While I can’t say what has happened to me every May since college – like I think I can with November cause of pretty girls – May has definitely been up with Novemeber as a meaningful month in my life.
As I said, I graduated college in May. Last year, I swore I was in love with someone (which reminds me – what a terrible idea that was!). But what that really meant to me in the long run is that I can love. Usually I’m as exciting as a blank book cover. Only when I’m falling and my innards are flapping was my life exciting. But having the ability to love is something I never saw in myself – until last year.

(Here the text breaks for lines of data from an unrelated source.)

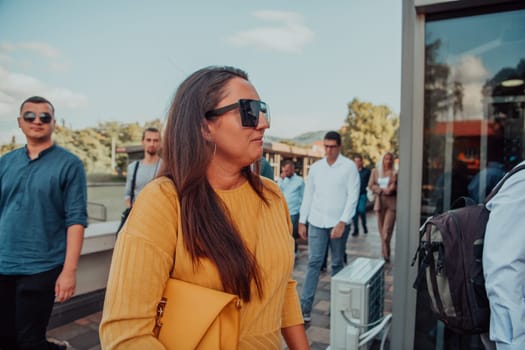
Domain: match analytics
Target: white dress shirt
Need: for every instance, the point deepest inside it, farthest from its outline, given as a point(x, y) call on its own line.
point(504, 264)
point(331, 193)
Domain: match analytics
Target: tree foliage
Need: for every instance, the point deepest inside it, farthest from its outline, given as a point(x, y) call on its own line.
point(369, 130)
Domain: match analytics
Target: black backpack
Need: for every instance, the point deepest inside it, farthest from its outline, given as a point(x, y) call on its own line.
point(450, 261)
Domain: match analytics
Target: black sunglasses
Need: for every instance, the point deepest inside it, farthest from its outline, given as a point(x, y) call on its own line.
point(249, 110)
point(31, 117)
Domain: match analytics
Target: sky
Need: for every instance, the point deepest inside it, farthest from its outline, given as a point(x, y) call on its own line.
point(99, 61)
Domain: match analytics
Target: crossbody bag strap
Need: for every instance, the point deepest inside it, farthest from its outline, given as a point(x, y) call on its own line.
point(500, 184)
point(133, 181)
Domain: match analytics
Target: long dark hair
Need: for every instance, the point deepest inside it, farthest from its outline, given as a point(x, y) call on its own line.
point(207, 227)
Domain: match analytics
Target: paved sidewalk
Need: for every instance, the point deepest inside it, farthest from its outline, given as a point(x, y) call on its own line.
point(83, 333)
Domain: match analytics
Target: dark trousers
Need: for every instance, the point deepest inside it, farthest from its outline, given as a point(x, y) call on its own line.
point(360, 213)
point(295, 229)
point(26, 302)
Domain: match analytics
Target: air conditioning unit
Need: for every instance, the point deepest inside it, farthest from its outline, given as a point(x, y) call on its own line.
point(357, 302)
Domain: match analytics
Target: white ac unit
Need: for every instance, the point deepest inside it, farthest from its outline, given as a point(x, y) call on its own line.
point(357, 300)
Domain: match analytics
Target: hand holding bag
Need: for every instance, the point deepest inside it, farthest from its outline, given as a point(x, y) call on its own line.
point(190, 316)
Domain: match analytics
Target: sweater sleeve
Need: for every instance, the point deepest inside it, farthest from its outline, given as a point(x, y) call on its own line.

This May, I am continuing on with my never ending growing, never ending learning, and never ending changing. I got a Full Time spot at a bank. Which on the surface isn’t much – I didn’t go to school for accounting or anything. BUT, it also means that I can finally leave my high school job. Which definitely was the most exciting thing as of late.
And I can look at this two ways. There goes a good chunk of my life that made me who I am – good, bad and indifferent. Or, I can look at it as a chance to look towards the future. The moment I left I should’ve done this, I could’ve done that.
But also, the moment I left, I was ready to start the next chapter of my life. There will be challanges, and there will be problems to face. But I can finally wake up in my apartment on a Sunday, drink tea and eat toast. Cause that was what I’ve been wanting to do for a long, long time.
The question isn’t if the reward of toast is worth the challanges. It is if I’m up for the challanges. And the answer had better be yes – cause if I’m not, I’m losing this apartment, that toast, and that tea.
December 31, 2011
Yesterday, one of my fishies died. I had it for eight years – very old for a fish. But it was my fault – I took really bad care of my fish. But that’s why I get hardy fish like silver dollars, who take it and take it and take it, and finally die – after eight years.
About a week ago, I went home to my parents’ house. It was Christmas, and I felt I had to. I watched football with my family, which I never do. And it was nice. I think I finally see what my mom does, just because my dad does. She didn’t know a damn thing about sports, now she knows the Red Sox better than I do – not that I’m a Red Sox fan.
About a month or so ago I put my ex in her place. And I felt bad, but it needed to be done. That makes me sound horrible. Perhaps I am – afterall, I let a fish I had for eight years just die like that – *finger snap*
About a year ago, I was smitten with someone. It didn’t work out. Oh well.
But last year, I was a very different person. And it feels weird how I am now. There’s a side of me that’s no different from how I used to be. Every old crush is worth my time. Even if she has a boyfriend. And there’s a side of me that looks to future – and knows I should look to the future – but that makes me just as lonely.
I never wrote posts like they’d be my last. I always wanted to report my shortcomings, and maybe I’ll try to fulfill them tomorrow. But everything dies, everything goes away. I wanted to make an album about that – and I want to make a movie that mentions that.
Maybe one day, I’ll let go of that balloon, that I let go of. It is resolutions time, isn’t it?